COLDITZ: Sure. And we clearly have a high proportion of the population living in low income, poverty, not just in the city, but in the state as a whole compared to the nation as a whole.
And we can look at this as limiting access to services so if we say screening for breast and colon cancer reduces mortality, but we don’t have a system in place for everyone to access those prevention strategies we’re in trouble.
Healthy diet, physical activity — if our neighborhoods aren’t safe, we’re not going to be out walking to the supermarket.
LACAPRA: And in some neighborhoods, there may not even be a supermarket, right?
COLDITZ: Ah, that’s what the science often describes as food deserts. We might say eating fruits and vegetables, whole grain bread, and other healthy choices is the way to go. These are typically a little more expensive and often not available in major parts of our cities, our rural communities.
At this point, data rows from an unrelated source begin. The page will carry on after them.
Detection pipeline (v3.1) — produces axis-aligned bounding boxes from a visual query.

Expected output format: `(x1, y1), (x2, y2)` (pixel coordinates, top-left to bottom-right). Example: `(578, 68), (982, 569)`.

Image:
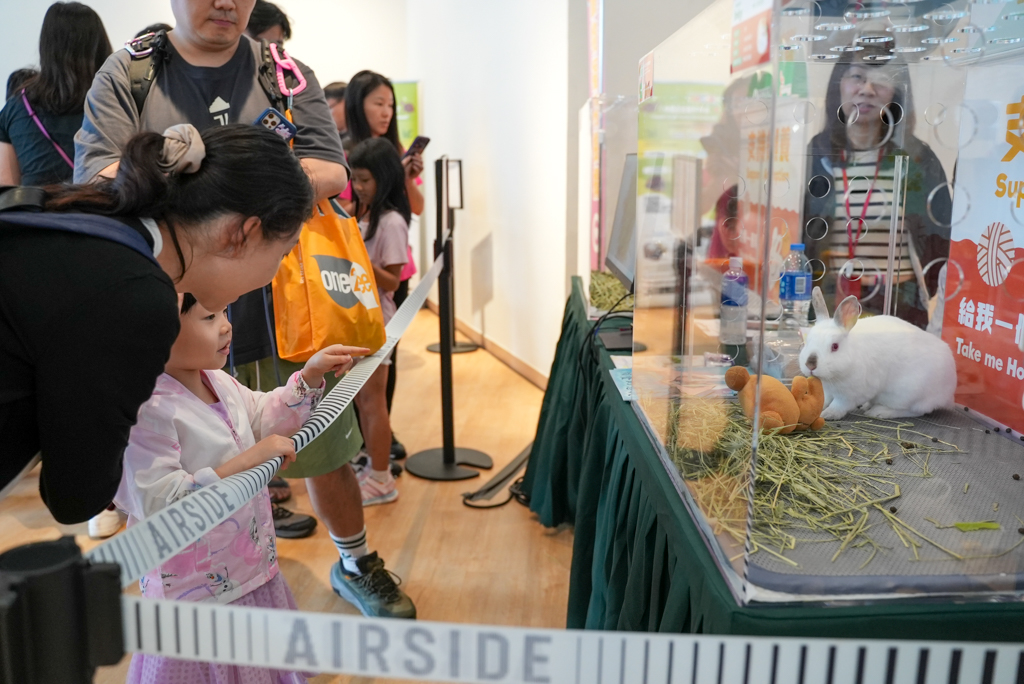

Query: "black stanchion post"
(406, 157), (494, 480)
(0, 537), (124, 684)
(427, 158), (480, 354)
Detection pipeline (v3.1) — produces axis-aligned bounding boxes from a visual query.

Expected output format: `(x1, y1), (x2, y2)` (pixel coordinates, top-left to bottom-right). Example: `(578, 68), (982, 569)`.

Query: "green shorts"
(232, 356), (362, 479)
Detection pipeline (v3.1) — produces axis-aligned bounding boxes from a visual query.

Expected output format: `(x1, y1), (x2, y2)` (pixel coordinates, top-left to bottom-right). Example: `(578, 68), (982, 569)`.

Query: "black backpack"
(125, 31), (298, 116)
(0, 185), (157, 263)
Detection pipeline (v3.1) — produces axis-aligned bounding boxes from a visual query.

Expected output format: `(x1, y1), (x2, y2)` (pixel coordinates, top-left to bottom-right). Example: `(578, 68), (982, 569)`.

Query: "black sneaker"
(331, 551), (416, 619)
(391, 433), (409, 461)
(270, 504), (316, 540)
(349, 448), (370, 475)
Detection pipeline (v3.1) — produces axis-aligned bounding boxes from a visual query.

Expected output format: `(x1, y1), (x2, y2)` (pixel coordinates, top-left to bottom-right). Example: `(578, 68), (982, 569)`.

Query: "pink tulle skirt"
(125, 572), (311, 684)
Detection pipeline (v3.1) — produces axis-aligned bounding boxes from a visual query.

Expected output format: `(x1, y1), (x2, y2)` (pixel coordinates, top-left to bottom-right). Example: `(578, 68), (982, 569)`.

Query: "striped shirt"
(824, 149), (914, 283)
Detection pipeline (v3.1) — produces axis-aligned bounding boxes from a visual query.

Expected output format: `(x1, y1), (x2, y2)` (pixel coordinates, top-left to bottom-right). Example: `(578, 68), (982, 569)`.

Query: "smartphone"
(253, 106), (298, 142)
(401, 135), (430, 159)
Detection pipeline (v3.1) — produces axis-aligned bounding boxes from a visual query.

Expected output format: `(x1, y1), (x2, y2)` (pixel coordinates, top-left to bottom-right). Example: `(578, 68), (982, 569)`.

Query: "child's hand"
(302, 344), (370, 387)
(214, 434), (295, 478)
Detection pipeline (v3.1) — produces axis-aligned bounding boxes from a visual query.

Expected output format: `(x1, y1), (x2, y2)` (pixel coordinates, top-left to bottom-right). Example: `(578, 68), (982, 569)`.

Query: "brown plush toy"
(725, 366), (825, 434)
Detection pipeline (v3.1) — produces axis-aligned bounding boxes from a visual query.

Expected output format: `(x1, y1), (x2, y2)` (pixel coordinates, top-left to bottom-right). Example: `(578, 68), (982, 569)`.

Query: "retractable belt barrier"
(123, 596), (1024, 684)
(6, 248), (1024, 684)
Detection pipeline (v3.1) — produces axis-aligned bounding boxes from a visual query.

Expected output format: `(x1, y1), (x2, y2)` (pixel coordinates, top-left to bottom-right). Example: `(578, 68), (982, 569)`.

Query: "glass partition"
(633, 0), (1024, 603)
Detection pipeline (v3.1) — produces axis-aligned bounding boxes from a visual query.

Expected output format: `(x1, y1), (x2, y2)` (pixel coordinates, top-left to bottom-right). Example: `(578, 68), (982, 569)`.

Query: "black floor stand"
(406, 158), (495, 480)
(427, 342), (480, 354)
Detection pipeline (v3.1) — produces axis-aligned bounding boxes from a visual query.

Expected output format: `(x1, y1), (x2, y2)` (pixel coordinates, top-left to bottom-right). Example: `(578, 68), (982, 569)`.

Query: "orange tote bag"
(273, 202), (387, 361)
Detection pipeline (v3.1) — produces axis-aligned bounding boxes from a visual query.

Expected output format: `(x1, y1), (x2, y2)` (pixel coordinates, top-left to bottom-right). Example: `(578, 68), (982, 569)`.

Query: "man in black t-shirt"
(75, 0), (416, 617)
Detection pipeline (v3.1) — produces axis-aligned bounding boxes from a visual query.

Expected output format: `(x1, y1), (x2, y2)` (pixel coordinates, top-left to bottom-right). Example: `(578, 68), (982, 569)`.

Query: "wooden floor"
(0, 310), (572, 684)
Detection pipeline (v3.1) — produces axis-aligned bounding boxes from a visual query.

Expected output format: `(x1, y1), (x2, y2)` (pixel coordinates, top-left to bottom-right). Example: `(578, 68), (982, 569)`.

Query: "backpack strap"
(257, 40), (288, 113)
(0, 196), (158, 263)
(0, 185), (46, 212)
(125, 31), (170, 117)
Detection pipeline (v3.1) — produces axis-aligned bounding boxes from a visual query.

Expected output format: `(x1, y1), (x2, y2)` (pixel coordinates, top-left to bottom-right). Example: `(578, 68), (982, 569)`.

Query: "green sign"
(392, 81), (420, 149)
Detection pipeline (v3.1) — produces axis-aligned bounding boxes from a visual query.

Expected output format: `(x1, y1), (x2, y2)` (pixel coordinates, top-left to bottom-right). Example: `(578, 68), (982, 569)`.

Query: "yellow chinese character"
(1002, 97), (1024, 162)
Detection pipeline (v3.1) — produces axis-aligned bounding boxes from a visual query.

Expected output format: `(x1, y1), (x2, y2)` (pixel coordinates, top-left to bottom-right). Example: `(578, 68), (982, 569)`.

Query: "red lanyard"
(22, 88), (75, 169)
(843, 147), (883, 259)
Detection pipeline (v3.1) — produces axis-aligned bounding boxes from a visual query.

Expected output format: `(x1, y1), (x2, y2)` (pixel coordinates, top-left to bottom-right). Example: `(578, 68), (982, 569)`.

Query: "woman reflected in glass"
(804, 49), (951, 328)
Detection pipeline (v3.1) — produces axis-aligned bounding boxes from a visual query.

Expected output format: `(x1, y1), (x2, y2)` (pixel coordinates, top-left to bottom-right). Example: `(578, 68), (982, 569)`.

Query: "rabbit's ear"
(833, 295), (861, 333)
(811, 286), (831, 320)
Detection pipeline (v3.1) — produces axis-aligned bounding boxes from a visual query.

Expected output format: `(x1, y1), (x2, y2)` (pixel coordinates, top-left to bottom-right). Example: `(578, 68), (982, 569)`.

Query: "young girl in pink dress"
(114, 295), (369, 684)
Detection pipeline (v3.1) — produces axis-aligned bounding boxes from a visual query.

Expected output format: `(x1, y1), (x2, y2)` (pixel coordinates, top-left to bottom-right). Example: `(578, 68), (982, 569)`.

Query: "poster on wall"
(730, 0), (772, 74)
(392, 81), (420, 149)
(942, 68), (1024, 431)
(726, 70), (810, 292)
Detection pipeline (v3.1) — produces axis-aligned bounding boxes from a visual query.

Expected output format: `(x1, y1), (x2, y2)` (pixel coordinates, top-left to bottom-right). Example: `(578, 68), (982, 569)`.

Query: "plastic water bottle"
(718, 257), (748, 344)
(779, 243), (811, 330)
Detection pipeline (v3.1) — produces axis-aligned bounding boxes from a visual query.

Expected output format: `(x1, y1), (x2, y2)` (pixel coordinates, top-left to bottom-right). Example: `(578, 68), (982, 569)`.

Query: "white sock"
(331, 526), (370, 574)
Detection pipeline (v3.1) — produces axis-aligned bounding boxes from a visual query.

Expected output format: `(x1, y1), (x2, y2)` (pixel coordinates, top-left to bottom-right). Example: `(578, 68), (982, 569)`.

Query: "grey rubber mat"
(748, 410), (1024, 594)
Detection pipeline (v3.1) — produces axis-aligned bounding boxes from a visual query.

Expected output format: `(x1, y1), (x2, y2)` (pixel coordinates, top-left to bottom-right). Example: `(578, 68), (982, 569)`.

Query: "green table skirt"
(523, 279), (1024, 642)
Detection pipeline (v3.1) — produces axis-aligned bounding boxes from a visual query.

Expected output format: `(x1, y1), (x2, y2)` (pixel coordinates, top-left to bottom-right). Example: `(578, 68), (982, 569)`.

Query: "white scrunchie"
(160, 124), (206, 173)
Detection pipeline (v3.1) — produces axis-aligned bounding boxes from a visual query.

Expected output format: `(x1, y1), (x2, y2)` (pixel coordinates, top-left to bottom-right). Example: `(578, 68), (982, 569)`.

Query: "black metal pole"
(0, 537), (124, 684)
(427, 167), (480, 354)
(406, 157), (494, 480)
(437, 238), (456, 464)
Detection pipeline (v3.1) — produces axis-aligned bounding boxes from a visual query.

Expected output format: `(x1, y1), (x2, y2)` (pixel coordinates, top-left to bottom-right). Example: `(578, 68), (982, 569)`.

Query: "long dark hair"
(246, 0), (292, 40)
(25, 2), (112, 114)
(345, 71), (401, 152)
(348, 138), (413, 241)
(46, 124), (313, 272)
(822, 46), (914, 155)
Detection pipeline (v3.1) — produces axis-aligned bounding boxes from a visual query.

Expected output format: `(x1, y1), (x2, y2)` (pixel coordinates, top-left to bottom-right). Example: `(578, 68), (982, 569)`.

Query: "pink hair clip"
(270, 43), (306, 97)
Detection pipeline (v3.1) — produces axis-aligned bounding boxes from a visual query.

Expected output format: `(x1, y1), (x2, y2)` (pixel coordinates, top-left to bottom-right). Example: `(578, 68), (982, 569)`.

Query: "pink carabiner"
(270, 43), (306, 97)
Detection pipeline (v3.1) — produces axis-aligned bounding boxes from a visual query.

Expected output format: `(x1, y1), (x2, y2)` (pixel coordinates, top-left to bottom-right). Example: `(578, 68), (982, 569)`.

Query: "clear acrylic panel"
(633, 0), (1024, 603)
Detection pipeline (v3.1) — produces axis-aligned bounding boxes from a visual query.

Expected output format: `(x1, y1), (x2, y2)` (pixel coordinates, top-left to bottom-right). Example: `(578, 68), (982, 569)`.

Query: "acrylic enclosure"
(633, 0), (1024, 603)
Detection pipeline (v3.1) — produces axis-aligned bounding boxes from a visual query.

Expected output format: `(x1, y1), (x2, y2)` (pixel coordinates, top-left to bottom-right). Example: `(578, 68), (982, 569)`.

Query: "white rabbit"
(800, 288), (956, 420)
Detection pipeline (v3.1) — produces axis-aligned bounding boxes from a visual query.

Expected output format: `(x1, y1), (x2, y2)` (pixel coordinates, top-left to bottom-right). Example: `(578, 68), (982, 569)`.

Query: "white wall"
(408, 0), (568, 378)
(0, 0), (409, 90)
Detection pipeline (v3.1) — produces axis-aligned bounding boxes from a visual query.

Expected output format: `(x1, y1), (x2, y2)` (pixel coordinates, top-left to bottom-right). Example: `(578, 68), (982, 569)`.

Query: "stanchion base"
(406, 448), (495, 481)
(427, 342), (480, 354)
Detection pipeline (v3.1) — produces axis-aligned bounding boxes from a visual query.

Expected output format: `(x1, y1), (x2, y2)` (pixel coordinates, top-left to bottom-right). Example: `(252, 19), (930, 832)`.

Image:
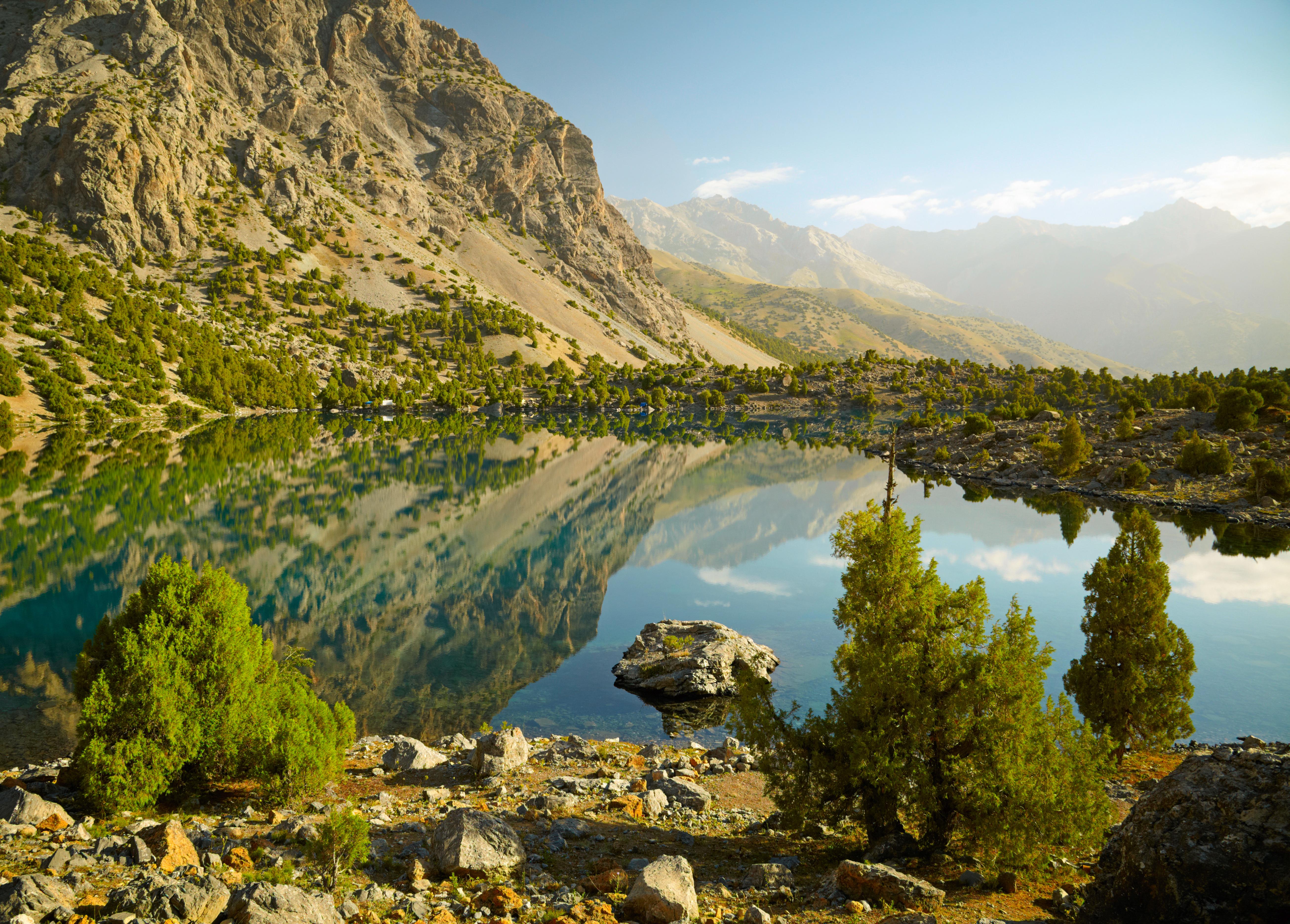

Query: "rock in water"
(836, 860), (946, 911)
(471, 728), (529, 777)
(614, 619), (779, 699)
(0, 876), (76, 922)
(106, 872), (228, 924)
(622, 856), (699, 924)
(139, 818), (201, 872)
(430, 808), (525, 878)
(228, 883), (342, 924)
(381, 734), (448, 770)
(0, 786), (72, 831)
(1080, 747), (1290, 924)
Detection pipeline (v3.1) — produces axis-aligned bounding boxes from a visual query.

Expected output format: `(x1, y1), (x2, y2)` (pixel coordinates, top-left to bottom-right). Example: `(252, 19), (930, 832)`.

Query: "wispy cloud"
(694, 167), (797, 199)
(964, 548), (1071, 583)
(971, 179), (1080, 215)
(1094, 154), (1290, 226)
(699, 568), (792, 596)
(1169, 551), (1290, 604)
(810, 190), (940, 221)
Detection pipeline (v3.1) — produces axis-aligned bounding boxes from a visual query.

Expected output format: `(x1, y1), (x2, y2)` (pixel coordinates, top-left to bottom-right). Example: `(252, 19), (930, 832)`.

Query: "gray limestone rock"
(613, 619), (779, 699)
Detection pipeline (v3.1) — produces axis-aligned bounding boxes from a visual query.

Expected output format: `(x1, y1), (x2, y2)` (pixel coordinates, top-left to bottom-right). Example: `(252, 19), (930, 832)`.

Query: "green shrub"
(304, 809), (371, 889)
(74, 558), (353, 813)
(1214, 388), (1263, 430)
(1174, 432), (1233, 475)
(964, 412), (995, 436)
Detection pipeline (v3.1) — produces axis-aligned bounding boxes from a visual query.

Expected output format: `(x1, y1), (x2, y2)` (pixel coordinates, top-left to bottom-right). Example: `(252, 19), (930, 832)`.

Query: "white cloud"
(971, 179), (1080, 215)
(810, 555), (846, 572)
(810, 190), (940, 221)
(965, 548), (1071, 583)
(694, 167), (797, 199)
(1169, 551), (1290, 604)
(1094, 154), (1290, 226)
(699, 568), (791, 596)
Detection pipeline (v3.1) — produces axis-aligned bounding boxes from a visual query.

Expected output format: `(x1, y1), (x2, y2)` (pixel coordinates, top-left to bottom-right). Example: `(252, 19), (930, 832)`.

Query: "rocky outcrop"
(381, 734), (448, 770)
(471, 728), (529, 777)
(0, 876), (76, 922)
(430, 808), (524, 878)
(835, 860), (946, 911)
(0, 0), (684, 333)
(228, 883), (342, 924)
(106, 872), (230, 924)
(614, 619), (779, 699)
(1080, 745), (1290, 924)
(622, 856), (699, 924)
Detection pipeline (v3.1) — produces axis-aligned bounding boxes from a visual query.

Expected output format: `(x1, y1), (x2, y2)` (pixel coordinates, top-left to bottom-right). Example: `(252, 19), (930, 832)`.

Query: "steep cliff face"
(0, 0), (684, 333)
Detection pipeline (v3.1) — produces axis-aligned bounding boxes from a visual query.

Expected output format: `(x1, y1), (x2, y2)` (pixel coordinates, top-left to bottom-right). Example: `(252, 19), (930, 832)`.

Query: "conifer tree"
(731, 502), (1107, 862)
(1063, 507), (1196, 760)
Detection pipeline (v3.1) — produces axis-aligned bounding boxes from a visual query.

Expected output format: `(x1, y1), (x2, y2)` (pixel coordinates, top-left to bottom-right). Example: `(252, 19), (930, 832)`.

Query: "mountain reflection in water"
(0, 414), (1290, 764)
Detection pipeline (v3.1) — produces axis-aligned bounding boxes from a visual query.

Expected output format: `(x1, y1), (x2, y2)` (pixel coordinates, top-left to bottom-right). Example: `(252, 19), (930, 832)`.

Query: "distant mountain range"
(844, 199), (1290, 372)
(609, 196), (1290, 372)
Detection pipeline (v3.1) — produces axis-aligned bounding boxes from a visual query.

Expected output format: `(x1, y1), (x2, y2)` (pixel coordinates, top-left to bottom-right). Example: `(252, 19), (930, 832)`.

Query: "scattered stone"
(430, 808), (524, 878)
(836, 860), (946, 911)
(106, 872), (230, 924)
(622, 856), (699, 924)
(0, 877), (76, 922)
(381, 734), (448, 773)
(139, 818), (201, 872)
(471, 728), (529, 777)
(613, 619), (779, 699)
(0, 786), (74, 831)
(1081, 750), (1290, 924)
(227, 883), (342, 924)
(741, 863), (793, 889)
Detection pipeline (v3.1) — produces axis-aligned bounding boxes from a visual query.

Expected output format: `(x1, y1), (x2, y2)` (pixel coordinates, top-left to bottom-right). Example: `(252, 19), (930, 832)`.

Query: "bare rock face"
(0, 0), (684, 330)
(430, 808), (525, 878)
(0, 786), (72, 831)
(107, 872), (228, 924)
(1080, 746), (1290, 924)
(614, 619), (779, 699)
(835, 860), (946, 911)
(228, 883), (342, 924)
(622, 856), (699, 924)
(381, 736), (448, 770)
(0, 876), (76, 922)
(471, 728), (529, 777)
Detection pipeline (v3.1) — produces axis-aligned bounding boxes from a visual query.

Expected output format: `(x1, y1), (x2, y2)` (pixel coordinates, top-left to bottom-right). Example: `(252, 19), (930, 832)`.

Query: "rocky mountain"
(653, 250), (1140, 377)
(0, 0), (767, 379)
(845, 200), (1290, 372)
(609, 196), (969, 314)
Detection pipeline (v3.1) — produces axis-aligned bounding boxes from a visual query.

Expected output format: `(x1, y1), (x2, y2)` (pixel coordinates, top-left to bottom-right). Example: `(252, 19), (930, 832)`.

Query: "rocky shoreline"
(0, 729), (1290, 924)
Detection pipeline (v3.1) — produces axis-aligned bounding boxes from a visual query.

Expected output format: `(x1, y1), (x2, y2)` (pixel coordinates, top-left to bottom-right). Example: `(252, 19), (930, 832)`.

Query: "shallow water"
(0, 414), (1290, 764)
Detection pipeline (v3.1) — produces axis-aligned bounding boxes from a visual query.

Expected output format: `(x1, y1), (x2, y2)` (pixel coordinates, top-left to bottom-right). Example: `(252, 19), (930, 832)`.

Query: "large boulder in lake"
(381, 734), (448, 772)
(1080, 738), (1290, 924)
(0, 786), (74, 831)
(106, 872), (230, 924)
(471, 728), (529, 777)
(430, 808), (525, 878)
(614, 619), (779, 699)
(0, 876), (76, 922)
(621, 856), (699, 924)
(228, 883), (343, 924)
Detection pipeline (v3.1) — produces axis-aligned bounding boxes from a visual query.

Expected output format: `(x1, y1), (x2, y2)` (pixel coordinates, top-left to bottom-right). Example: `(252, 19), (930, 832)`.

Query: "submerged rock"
(614, 619), (779, 699)
(1080, 747), (1290, 924)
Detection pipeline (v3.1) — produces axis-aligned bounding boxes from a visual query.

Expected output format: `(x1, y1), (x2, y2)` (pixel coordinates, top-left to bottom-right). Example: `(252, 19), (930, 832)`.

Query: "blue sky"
(413, 0), (1290, 232)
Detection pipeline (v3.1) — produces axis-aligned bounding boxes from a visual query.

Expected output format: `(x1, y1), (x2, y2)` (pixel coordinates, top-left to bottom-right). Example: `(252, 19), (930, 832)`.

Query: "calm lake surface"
(0, 414), (1290, 765)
And again, it’s clear that’s true for parts of the state here, but it also occurs in other urban areas as well.
LACAPRA: At the end of your article you pose a question, and that’s, who’s responsible for applying what we know about cancer prevention? Right? So what’s the answer? Is it the individual? Is it medical or other institutions? Is it the government?
COLDITZ: Well I think we actually are all responsible. It’s not at one level on its own, it’s the multiple levels: local, state, national, government, healthcare system, and individual. All have to come together, if we’re really going to get the return on investment and prevent half or more of all cancer.